Coreon’s value proposition is based on the assumption that existing multilingual termbases are simplistic and flat. While that is certainly true for most of them, there are some notable exceptions. One must be clear that multilingual terminological knowledge bases do already exist. The early ones were developed in research settings, such as Ecolexicon (University of Granada) and DiCoInfo (University of Montreal). HowNet (www.keenage.com) is a Chinese/English terminological knowledge base developed over the past ten years, and comprises in excess of 70,000 concepts. AGROVOC (aims.fao.org/standards/agrovoc) is the multilingual thesaurus of the United Nations Food and Agriculture Organization, containing over 32,000 hierarchically-related concepts. EuroVoc (http://eurovoc.europa.eu/drupal/) is a multilingual ontology-based thesaurus covering the activities of EU institutions, with nearly 7,000 interrelated concept entries. SNOMED-CT (www.ihtsdo.org/) is a comprehensive systematically-organized collection of medical terms. It comprises over 300,000 concepts, interconnected with over 1.3 million links of various kinds, and is available in five languages with several other language versions in progress. In the private sector, both Microsoft and IBM developed termbases that include hierarchical concept relations, to name just a few. IBM has long been repurposing its termbase in various applications beyond translation, thanks to a solid design that enabled it to do so. Other global companies are no doubt contemplating the same.

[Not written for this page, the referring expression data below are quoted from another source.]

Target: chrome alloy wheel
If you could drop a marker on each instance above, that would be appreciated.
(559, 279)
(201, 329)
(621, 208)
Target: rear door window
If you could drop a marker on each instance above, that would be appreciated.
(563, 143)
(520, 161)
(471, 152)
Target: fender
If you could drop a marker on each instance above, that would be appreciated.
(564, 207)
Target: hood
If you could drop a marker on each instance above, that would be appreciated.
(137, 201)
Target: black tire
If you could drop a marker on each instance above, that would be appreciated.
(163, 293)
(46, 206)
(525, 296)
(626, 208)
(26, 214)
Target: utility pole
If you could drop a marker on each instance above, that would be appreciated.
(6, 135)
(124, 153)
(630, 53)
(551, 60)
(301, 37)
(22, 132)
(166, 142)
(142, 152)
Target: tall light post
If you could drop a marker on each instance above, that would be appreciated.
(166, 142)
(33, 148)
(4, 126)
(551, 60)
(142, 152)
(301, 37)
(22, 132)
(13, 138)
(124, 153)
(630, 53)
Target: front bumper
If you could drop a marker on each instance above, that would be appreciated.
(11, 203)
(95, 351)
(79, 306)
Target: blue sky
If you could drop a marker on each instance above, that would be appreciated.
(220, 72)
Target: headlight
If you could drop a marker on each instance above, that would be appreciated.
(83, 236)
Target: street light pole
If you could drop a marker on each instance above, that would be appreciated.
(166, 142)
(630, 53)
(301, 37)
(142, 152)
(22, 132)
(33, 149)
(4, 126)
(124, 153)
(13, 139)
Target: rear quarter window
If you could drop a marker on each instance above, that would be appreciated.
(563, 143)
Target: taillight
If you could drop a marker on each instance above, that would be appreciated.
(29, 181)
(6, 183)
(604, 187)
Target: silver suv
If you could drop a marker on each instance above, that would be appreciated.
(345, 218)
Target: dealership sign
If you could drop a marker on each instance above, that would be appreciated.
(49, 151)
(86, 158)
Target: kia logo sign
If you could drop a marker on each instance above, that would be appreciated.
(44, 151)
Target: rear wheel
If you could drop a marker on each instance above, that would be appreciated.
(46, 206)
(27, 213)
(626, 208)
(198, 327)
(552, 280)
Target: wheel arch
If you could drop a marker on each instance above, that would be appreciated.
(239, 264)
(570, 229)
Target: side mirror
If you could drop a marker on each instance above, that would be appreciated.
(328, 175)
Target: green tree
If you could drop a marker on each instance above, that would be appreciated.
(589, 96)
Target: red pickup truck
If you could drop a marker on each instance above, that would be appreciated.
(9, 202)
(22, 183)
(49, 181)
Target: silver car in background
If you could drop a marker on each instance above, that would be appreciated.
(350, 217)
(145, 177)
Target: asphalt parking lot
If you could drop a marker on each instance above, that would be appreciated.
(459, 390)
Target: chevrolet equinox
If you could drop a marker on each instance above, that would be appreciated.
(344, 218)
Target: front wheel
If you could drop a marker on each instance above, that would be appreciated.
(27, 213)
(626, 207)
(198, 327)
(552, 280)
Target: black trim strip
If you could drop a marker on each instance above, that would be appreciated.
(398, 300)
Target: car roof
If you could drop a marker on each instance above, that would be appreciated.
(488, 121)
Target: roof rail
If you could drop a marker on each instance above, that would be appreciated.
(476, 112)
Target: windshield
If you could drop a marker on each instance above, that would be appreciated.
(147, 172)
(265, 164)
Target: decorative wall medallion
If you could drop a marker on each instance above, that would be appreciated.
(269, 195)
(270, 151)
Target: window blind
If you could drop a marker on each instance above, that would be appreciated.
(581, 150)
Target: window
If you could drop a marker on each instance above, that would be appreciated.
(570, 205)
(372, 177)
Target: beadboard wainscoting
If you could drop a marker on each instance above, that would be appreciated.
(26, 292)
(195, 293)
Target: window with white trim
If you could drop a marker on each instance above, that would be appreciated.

Why would an organization develop a terminological knowledge base? What purposes do they serve? What are the benefits? In a nutshell, they facilitate global communication, content management and access to information by increasing semantic interoperability. For example, EuroVoc (Figure 3) enables more accurate documentary searches by standardizing the vocabularies used to index documents. IBM experimented with using synsets from its termbase to extend search queries from beyond word forms to actual concepts. A hierarchical series of concepts can act as traversable nodes in a faceted search. SNOMED is a vital component for safe and effective communication and reuse of meaningful health information in over 50 countries. A terminological knowledge base is also a knowledge acquisition tool — a concise electronic encyclopedia — which new employees, vendors and business partners can use to quickly get up to speed, and seasoned employees can use to increase their productivity. This gives a company more flexibility in making strategic business decisions that can deliver significant economic and competitive benefits.

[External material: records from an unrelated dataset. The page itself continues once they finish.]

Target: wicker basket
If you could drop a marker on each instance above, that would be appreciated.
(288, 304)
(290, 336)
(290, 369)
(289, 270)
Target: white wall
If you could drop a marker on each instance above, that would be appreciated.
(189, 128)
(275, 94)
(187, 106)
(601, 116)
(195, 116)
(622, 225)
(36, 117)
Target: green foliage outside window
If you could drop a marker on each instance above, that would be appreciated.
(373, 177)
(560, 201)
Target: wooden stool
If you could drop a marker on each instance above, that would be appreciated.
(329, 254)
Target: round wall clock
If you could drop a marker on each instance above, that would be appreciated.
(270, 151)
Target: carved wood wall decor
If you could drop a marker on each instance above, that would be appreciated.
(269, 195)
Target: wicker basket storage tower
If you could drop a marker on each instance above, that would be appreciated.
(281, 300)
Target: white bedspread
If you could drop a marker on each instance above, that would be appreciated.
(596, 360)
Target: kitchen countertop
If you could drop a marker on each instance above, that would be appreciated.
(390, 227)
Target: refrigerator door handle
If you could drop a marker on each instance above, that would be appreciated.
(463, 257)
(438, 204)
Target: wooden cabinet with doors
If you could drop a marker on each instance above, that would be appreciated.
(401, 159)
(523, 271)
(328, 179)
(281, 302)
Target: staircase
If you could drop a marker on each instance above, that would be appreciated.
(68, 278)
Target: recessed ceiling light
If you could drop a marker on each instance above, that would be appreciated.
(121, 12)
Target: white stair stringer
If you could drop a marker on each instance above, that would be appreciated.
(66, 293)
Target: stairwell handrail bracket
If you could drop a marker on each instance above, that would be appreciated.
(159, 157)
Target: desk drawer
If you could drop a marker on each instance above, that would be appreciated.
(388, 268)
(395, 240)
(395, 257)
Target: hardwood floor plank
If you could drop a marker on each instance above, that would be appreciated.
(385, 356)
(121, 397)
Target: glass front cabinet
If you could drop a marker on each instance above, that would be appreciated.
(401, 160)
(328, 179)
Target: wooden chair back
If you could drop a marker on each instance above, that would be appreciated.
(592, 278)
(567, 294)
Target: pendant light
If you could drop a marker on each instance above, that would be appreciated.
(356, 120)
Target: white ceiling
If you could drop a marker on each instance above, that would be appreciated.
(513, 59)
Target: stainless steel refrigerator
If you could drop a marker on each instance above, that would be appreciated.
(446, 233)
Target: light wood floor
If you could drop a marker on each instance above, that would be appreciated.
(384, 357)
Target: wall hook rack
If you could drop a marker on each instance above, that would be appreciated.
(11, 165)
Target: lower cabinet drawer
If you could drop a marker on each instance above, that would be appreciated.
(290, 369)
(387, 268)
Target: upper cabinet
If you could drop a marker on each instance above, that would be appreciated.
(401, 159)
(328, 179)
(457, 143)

I would also like to stress that a terminological knowledge base need not necessarily contain only “terms.” On the contrary, it can and should include linguistic units of various kinds in addition to industry-specific terms: proper nouns such as names of products and their properties, marketing and branding concepts, and even some expressions from so-called general language. A terminological knowledge base is also the ideal repository for a product classification scheme and other enterprise taxonomies. At a recent webinar hosted by SDL, I suggested that the word terminology is too narrow for what is actually managed in commercial termbases. Driven by business needs, these types of termbases can and often do include any piece of text that is shorter than a sentence and is likely to be repeated in company materials. Some termbases even include sentences, but I maintain that, aside from a few specific exceptions, this is not a good idea. Upon further reflection, perhaps linguistic knowledge base or conceptual knowledge base are more suitable names for a technology that manages language-based units of knowledge. As the boundaries of what we have conveniently been calling terminology and terminology management shift to address new opportunities brought about by technical innovation, we may also need to rebrand those notions themselves.